For someone who really enjoys Summer, and who has been looking forward to the scorching hot days, beaches, ice-cream, even the sunburn and mozzie bites, it's down right depressing.
So I figure, I need something to keep me occupied. This will sound really sad, but it's true. I have pretty much spent the last two months sitting around the house doing absolutely nothing  blogging.
I'm an excellent procrastonator also, and I've found even easier to not do anything I'm supposed to be doing and just be lazy instead. And fat and depressed and confused and dead.I've come up with five things I think I should learn/attempt this year.
1.

Make some cushions.
I have a few pillows that get thrown onto my bed when it's made, but none of them really go together.
I am also rather bored with my  bedroom and I think this year I should tidy it all out and fix it up a little. Cushions always add a little something to bedrooms, and I think I shall find some bright/patterned pretty fabric and make some cushions for my bed. Cushions are super easy to make, so this project will be fun AND easy.  Oh, and that super cute sheep pillow ^ is from here.

2.
Make more cupcakes!


I have this book and it is just so lovely. 500 different cupcake recipes. Sweet, savoury, diet, you name it.
I used to make cupcakes all the time and now I barely make anything, so I'm thinking I really, really need to start trying out some of the different recipes. Without making myself double in size, ha, ha. No, but seriously who doesn't love homemade cupcakes? A pretty, and tasty way to waste my time.

3.
Learn to Knit again.

Letting my inner granny come out here, or should I call it 'trendy craft girl'. lol.
When I was younger my mum tought me how to knit and I would spend morning after morning in bed with her knitting rows and rows to make little blankets for my toys. I've completely forgotton how to knit so I think I should teach myself again.
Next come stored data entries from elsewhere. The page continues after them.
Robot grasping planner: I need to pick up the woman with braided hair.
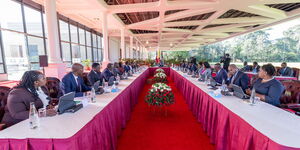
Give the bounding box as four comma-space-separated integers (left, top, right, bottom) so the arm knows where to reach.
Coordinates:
2, 71, 49, 126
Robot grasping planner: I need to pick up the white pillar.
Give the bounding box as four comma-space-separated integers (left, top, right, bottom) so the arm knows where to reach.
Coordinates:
128, 36, 133, 58
121, 28, 125, 59
45, 0, 62, 63
135, 40, 139, 59
44, 0, 66, 79
102, 12, 110, 62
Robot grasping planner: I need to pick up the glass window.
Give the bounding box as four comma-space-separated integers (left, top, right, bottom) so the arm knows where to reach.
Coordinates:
80, 46, 86, 60
70, 25, 78, 43
93, 48, 98, 62
98, 49, 102, 62
85, 31, 92, 46
59, 20, 70, 42
0, 0, 24, 32
24, 6, 43, 37
27, 36, 45, 62
97, 35, 102, 48
2, 31, 29, 80
92, 34, 97, 47
43, 14, 48, 38
61, 42, 71, 61
79, 28, 85, 45
86, 47, 93, 60
72, 44, 81, 63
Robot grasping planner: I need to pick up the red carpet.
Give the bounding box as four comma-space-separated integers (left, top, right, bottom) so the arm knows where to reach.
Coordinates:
118, 79, 214, 150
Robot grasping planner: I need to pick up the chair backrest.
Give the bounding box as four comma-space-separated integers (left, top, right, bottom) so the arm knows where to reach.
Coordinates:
46, 77, 63, 98
275, 67, 281, 75
0, 86, 11, 121
82, 72, 92, 86
292, 68, 300, 79
280, 80, 300, 104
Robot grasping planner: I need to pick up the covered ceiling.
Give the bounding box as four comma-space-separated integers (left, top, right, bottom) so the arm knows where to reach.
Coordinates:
34, 0, 300, 50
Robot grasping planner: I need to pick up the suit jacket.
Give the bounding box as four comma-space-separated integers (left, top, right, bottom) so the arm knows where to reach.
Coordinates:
190, 64, 198, 72
252, 65, 260, 73
103, 68, 115, 82
62, 72, 91, 97
113, 68, 122, 76
227, 71, 249, 91
214, 68, 227, 84
279, 67, 294, 77
124, 65, 130, 72
88, 70, 103, 85
200, 68, 211, 78
241, 65, 252, 72
253, 79, 284, 106
2, 88, 43, 126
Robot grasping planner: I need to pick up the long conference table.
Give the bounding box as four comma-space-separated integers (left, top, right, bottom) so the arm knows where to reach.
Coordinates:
245, 72, 298, 80
0, 68, 300, 150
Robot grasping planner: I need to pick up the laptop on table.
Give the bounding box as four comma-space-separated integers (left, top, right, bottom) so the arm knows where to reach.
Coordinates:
232, 84, 250, 99
58, 92, 83, 114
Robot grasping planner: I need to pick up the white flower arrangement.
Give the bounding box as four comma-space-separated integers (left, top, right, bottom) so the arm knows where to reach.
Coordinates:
154, 72, 167, 78
151, 83, 172, 92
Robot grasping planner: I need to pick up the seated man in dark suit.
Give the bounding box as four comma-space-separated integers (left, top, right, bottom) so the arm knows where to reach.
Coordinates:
62, 63, 91, 97
124, 61, 130, 73
88, 63, 103, 85
252, 61, 260, 73
113, 62, 122, 76
227, 64, 249, 91
241, 61, 251, 72
214, 63, 227, 84
279, 62, 294, 77
103, 63, 116, 85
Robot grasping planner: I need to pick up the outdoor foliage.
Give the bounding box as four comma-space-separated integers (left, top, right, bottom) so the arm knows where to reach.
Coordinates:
164, 25, 300, 62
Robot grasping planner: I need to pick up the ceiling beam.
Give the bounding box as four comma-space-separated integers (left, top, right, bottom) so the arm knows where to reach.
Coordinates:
165, 8, 216, 22
211, 17, 274, 24
239, 5, 287, 19
107, 2, 159, 14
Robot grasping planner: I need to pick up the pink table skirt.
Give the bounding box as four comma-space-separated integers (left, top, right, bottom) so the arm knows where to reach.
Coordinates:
0, 69, 149, 150
246, 72, 298, 80
149, 67, 170, 76
170, 69, 295, 150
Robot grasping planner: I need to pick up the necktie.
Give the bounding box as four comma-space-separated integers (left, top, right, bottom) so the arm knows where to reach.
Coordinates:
231, 73, 237, 84
282, 68, 286, 75
76, 77, 81, 92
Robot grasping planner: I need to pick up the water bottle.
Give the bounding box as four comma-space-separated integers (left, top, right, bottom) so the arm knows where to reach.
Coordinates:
221, 79, 227, 92
116, 74, 121, 83
204, 75, 208, 84
124, 72, 128, 79
250, 88, 255, 105
29, 102, 40, 129
91, 87, 96, 103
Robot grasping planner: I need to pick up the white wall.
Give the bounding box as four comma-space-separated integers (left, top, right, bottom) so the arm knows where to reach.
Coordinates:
108, 37, 121, 62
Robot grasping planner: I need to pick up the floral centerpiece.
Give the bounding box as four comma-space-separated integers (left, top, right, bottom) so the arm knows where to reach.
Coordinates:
153, 72, 167, 83
145, 83, 175, 106
155, 68, 165, 73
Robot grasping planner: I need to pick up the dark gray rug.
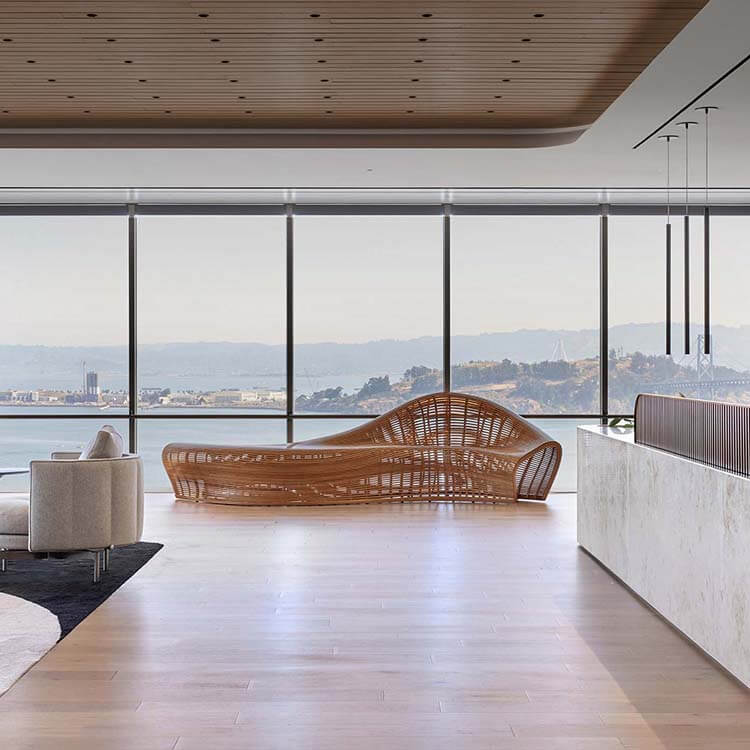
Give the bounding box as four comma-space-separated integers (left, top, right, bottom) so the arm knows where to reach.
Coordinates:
0, 542, 164, 638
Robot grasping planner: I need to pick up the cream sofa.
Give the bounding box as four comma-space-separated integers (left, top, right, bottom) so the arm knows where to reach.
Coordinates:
0, 453, 143, 583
Maybe one day I'll be able to knit a whole double layered woolen beanie in two hours like my grandma. Or even a cute cardigan.

4.
Paint some paintings, for my room.


I'm using this painting as an example because I am certainly not going to go out of my way and attempt to paint a portrait or a reaslitic landscape or anything out of my talents reach. I did art, yes, I can paint better than some people, yes, but I am not highly skilled and abstract or expressionist works are much more my cup of tea. One day when I'm feeling highly motivated (I need to work on that) I will create some sort of paintings to go in my room. Most likely a triptych that fits in together. I need to work out colour schemes and things like that too.

5.
Learn to cook some delicious dinners.


Okay, so cooking is obviously a basic skill that is benificial to every human.
And I most certainly do have basic cooking skills but I want to learn some fancy, really yummy recipes, just so I can say I can cook them. And actually cook them. And eat them. haha.
Mother is going to start me a cookbook soon which we will fill with my favourite recipes and I will collect some off my Grandma as she literally (and I mean literally) has Hundreds of cookbooks. She is the best cook I know. And it's nice when people enjoy your cooking, it really is.